1. Download the pipeline
The source code and example data can be download from https://github.com/UND-Wanglab/SMAP.
You can download it using the clone command:
git clone https://github.com/UND-Wanglab/SMAP.git
or directly download using the following link and unzip it:
https://github.com/UND-Wanglab/SMAP/archive/refs/heads/main.zip
After downloading the source code, you can put it in any working directory (e.g. /home/User/Software/SMAP) and ready to execute the program.
2. Run SMAP program
2.1 Command Line Arguments
you can use help for usage:
perl SMAP.pl -h
Command line:
perl SMAP.pl -vf variant_peptide_table.txt[file] -g genotype.vcf[file] -o result.txt[file]
--variant_peptide,-vf (A file containing quantitative values of variant peptides; required)
--genotype, -g (A genotype file used sample verification; required )
--output, -o (An output filename; required)
--plex, -p (Multiplex number of the isobaric labeling approach)
--fold_change, -fc (Signal to Noise ratio (optional; default is 3))
--noise_level, -nl (The upper threshold of a noise level)

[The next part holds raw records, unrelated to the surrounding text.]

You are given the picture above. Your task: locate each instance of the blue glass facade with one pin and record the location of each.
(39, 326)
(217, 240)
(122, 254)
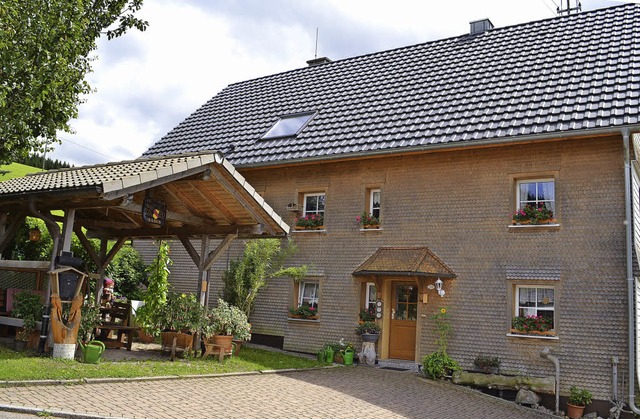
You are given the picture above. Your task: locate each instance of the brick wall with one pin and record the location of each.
(459, 204)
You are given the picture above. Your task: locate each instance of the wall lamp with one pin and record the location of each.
(439, 287)
(34, 234)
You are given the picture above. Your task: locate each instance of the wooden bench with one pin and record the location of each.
(212, 349)
(116, 319)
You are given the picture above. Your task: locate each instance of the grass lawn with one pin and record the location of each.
(27, 366)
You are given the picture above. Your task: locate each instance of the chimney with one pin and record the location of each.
(480, 26)
(318, 61)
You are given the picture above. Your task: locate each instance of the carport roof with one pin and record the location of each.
(203, 194)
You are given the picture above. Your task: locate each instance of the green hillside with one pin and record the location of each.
(16, 170)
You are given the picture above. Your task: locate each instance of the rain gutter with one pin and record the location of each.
(439, 146)
(630, 280)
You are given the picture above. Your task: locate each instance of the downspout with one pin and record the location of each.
(54, 230)
(630, 279)
(546, 354)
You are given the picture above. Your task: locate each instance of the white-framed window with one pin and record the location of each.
(314, 204)
(308, 293)
(535, 300)
(370, 295)
(536, 193)
(374, 203)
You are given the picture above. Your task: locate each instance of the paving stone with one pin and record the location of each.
(335, 392)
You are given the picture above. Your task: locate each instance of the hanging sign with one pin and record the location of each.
(154, 212)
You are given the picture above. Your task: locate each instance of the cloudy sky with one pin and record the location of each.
(146, 83)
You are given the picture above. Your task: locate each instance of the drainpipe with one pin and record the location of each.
(614, 378)
(546, 354)
(630, 279)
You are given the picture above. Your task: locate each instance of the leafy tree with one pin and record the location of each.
(262, 260)
(156, 296)
(128, 271)
(45, 48)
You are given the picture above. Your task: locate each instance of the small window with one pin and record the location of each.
(288, 126)
(308, 294)
(534, 310)
(374, 203)
(536, 193)
(370, 297)
(314, 204)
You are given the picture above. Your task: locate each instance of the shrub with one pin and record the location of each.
(438, 365)
(579, 396)
(486, 363)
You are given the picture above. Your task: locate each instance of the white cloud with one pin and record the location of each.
(149, 82)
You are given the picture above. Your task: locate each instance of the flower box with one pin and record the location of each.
(530, 214)
(299, 316)
(533, 332)
(300, 228)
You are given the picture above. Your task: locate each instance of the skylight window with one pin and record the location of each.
(289, 125)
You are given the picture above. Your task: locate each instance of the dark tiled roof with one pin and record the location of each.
(554, 76)
(419, 261)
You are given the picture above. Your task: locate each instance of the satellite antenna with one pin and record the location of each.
(569, 9)
(316, 53)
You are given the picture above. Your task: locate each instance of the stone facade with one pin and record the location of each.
(459, 204)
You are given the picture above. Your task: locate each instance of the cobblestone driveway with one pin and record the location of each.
(360, 392)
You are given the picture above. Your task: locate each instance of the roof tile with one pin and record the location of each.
(506, 83)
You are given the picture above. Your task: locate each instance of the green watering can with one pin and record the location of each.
(92, 351)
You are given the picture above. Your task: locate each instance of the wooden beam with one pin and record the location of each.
(214, 254)
(241, 199)
(10, 231)
(172, 216)
(166, 231)
(154, 183)
(179, 195)
(195, 257)
(67, 229)
(86, 244)
(116, 247)
(104, 223)
(220, 206)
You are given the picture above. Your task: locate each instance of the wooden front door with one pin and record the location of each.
(404, 314)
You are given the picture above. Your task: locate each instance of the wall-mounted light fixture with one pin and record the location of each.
(34, 234)
(439, 287)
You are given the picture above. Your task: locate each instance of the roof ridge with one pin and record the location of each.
(433, 41)
(123, 162)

--version, -h (Print version)
--help, -h (Print help)
--licence, -l (Print licence)
2.2 Demo and Program Testing
If you download the standalone program under the folder of /home/User/Software/SMAP, you can test the program using the following command:
perl src/SMAP.pl -g data/genotype_table.vcf -vf data/variant_peptide_table.txt -o output.txt -fc 5
The program takes two inputs:
2.2.1 Variant peptide quantification table. The table contains peptide id, gene/protein name, peptide spectrum match(PSM), SNP id and the quantification data for each sample.
2.2.2 Genotype file in VCF format.
3. Input data
3.1 Variant peptide table
The variant peptide table uses the following format:
Column 1: Peptide ID
Column 2: Gene/Protein
Column 3: Peptide Spectrum Match (PSM)
Column 4: SNP ID **MUST MATCH GENOTYPE SNP ID
Column 5-N: Sample Peptide Quantification (One column per sample)
An example of the variant peptide table
3.2 Genotype file
SMAP also takes a genotype in VCF format.
An example of the genotype data
3.3 Output files
SMAP generates a final report and several intermediate results.
The final report contains four columns, including Sample ID, Inferred ID, CScore and DeltaCScore.
An example of the final report
An example of sample-specific genotype
An example of inferred genotypes
In addition, the program also generates three intermediate files, including sample-specific genotypes and inferred genotypes.